Antes de las ocho y media he abierto los ojos y me he asomado a la ventana. En el suelo hay tres bicicletas de niño, de colores, y allá al frente, una gata negra, sobre un cañizo, se erige de ojos afilados contra el Mediterráneo. Se oye un ruido de cristales, vasos, platos, el desayuno. La luz es todavía naranja cálido y está fría. Una vez más, es posible despertarse en el paraíso. Cuando llegamos eran más de las diez, teníamos poca gasolina y nadie quería alojarnos por sólo una noche, pero aquí hicieron excepción. He dormido bajo un techo alto de vigas negras de madera; de las paredes encaladas, con bultos huecos, sólo cuelga un horrible cuadro ovalado de marco dorado: un bodegón de flores.
Anoche había mucho viento. Bajamos a buscar algo de comer y estaba todo cerrado, pero se compadecieron de nosotros de nuevo y un mendocino nos hizo dos pizzas enormes y nos vendió una botella de vino tinto. Comimos el uno junto al otro en una mesa larga y en los sofás a nuestro lado, el fuego de la chimenea y dos alemanes charlando y bebiendo.

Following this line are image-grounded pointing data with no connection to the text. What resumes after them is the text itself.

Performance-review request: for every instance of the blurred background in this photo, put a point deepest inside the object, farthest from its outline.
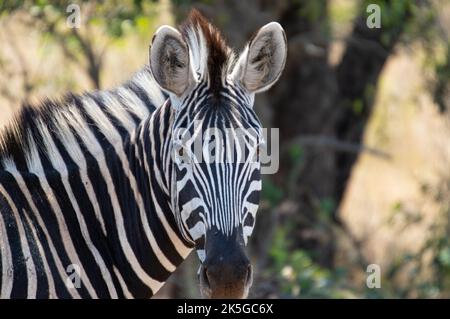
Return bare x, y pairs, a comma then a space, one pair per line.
364, 118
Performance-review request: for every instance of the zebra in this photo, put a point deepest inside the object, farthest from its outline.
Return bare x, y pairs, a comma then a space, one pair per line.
102, 194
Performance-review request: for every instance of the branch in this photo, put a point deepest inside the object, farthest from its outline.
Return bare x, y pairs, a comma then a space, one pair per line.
337, 145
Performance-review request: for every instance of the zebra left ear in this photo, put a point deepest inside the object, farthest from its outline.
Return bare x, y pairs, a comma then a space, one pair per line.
263, 60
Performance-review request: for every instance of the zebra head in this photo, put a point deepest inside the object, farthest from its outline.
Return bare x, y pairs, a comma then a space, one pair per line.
215, 142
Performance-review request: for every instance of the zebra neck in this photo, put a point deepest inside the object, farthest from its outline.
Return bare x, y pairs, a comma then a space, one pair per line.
144, 195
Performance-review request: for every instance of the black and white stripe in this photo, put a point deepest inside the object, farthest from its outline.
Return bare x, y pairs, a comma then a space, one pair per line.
99, 182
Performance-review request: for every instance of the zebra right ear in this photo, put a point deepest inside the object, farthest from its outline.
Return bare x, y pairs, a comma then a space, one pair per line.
169, 61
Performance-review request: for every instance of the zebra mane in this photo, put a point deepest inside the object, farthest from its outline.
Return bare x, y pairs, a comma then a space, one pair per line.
36, 131
209, 54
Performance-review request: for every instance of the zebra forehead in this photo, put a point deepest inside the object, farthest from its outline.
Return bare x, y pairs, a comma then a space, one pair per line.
210, 56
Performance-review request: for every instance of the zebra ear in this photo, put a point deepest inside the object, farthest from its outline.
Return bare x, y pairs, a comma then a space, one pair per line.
263, 60
169, 61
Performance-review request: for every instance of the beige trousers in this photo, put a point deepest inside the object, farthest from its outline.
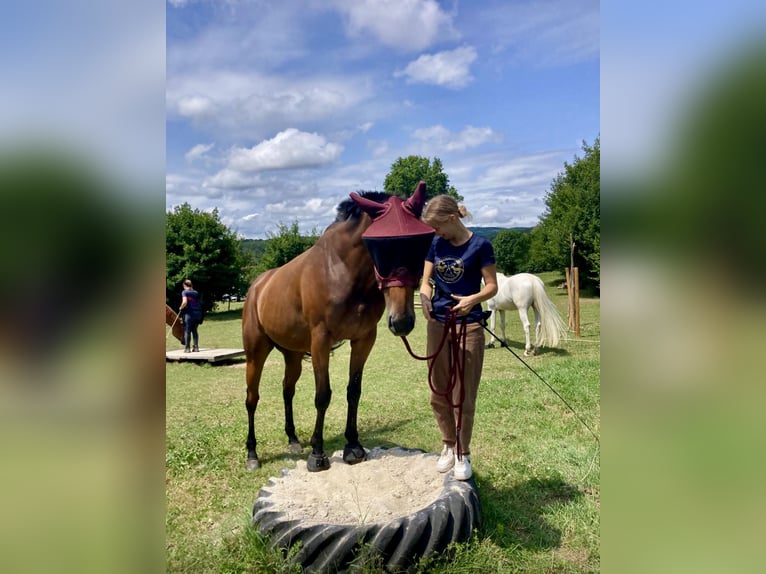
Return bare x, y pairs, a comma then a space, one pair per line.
447, 416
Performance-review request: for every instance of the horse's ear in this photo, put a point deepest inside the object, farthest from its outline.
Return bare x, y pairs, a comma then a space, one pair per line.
371, 208
415, 203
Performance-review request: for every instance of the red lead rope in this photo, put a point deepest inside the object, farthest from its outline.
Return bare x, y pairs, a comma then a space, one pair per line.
456, 367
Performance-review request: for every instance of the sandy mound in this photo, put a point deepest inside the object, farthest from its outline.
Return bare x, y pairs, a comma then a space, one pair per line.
391, 483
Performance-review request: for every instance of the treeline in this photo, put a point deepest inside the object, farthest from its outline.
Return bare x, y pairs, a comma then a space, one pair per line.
199, 246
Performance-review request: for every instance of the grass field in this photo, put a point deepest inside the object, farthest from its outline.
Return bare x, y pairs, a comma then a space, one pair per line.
535, 464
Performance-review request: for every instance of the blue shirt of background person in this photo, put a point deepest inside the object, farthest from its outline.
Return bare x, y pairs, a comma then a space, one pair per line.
193, 307
457, 271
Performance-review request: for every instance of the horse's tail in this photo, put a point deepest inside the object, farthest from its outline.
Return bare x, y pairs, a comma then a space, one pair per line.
552, 326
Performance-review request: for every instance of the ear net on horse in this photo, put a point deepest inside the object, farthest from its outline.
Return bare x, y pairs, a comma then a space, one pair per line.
397, 240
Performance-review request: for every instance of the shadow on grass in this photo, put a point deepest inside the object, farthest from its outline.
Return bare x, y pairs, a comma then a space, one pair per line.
516, 516
223, 315
370, 438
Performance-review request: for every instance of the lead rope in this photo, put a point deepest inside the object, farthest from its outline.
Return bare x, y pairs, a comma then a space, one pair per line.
456, 367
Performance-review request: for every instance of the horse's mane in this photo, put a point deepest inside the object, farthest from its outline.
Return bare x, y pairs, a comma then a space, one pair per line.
349, 210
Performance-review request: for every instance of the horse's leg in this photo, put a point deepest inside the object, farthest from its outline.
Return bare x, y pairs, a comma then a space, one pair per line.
256, 357
354, 452
320, 359
538, 325
292, 374
492, 338
502, 327
525, 322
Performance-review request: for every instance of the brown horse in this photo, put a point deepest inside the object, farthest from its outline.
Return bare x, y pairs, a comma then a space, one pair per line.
334, 292
173, 319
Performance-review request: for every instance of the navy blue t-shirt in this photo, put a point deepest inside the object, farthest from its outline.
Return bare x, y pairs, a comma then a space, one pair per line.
457, 271
193, 306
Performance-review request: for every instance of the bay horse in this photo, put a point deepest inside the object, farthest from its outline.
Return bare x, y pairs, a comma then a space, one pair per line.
522, 291
172, 319
369, 259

Fumamos afuera y nos resguardamos del viento en un muro saliente de la pared, sentados en un tronco que parecía un abrevadero de caballos. Simple madera hueca. Intuí el mar, un resplandor blanco alineaba las olas. Nos besamos como si acabáramos de conocernos. Bocabajo en la cama como si recién acabáramos de conocernos. De pronto todo en una grieta como si nunca nos hubiéramos visto antes. Afuera apoyada en el muro de cal agarrando el vino y dos cigarros como una vulgar adolescente que jamás hubiera existido y sólo se apareciera ante ti para recibir la mordida y el juego. Boca arriba en la cama pensando en el nuevo olor que regresa. Bebo agua directamente de la botella mientras follamos porque tengo seca la boca. Me olvido de fumar. Me llamas repelente porque después de todo, bajo los edredones, dejo la luz encendida y leo La mujer rota. No duro mucho, dos páginas, pero me esfuerzo; la placidez me abate los ojos hasta el sueño o la nada: dormimos juntos como dos que llevaran años durmiendo juntos, que incluso a veces sienten angustia de dormir solos, aunque nadie nos hable y nadie nos toque más que el pie enredado en los tobillos.
PLAYA DE
¿Es un cohete, eso que suena en el mar? Nadie, de las nueve o diez personas que hay en la playa, se levanta y se acerca hipnotizado hacia el agua por la llamada furibunda del ultrasonido levantino. ¿Qué son estos microescarabajos tornasolados que se agarran a mi piel con sus colmillos y sus patas? Ahora endulza el viento, como anoche amargaba.
Alguien se está bañando. Sólo de imaginármelo se levanta mi carne de gallina.
Vienes por la orilla. Bebí demasiada agua en el desayuno.
Del mar ya no se acercan más ruidos pero sí las olas y el lamento de los erizos. Dices que se esconden bajo la arena negra y pueden atacarte. No te acerques ahí, me dices, que hay erizos. Báñate, valiente. ¿Valiente yo? Me doy la vuelta en la arena y me resguardo en esta roca terrosa. Cada vez estoy más cerca del papel pero el mar no me deja escuchar el sonido que hace el bolígrafo sobre él.
Hay que significar, me dices, mientras llegas con una piedra redonda y grande.
Leerme los suplementos culturales de los diarios, inclusive los menos malos, me provoca ansiedad. Sé por qué. Opto por los artículos sobre gente suicidada hace décadas, o simplemente muerta. No me gusta sentir que no hay tiempo para nadie. No me gusta pensar en el tiempo como una condena.
Llegas del agua helada y el poniente aprieta. Todo quiere moverse. Tu cuerpo desnudo y mojado.
Es imposible estar aquí. Volaremos. El mar se acerca.
El Mediterráneo empieza a caerme bien.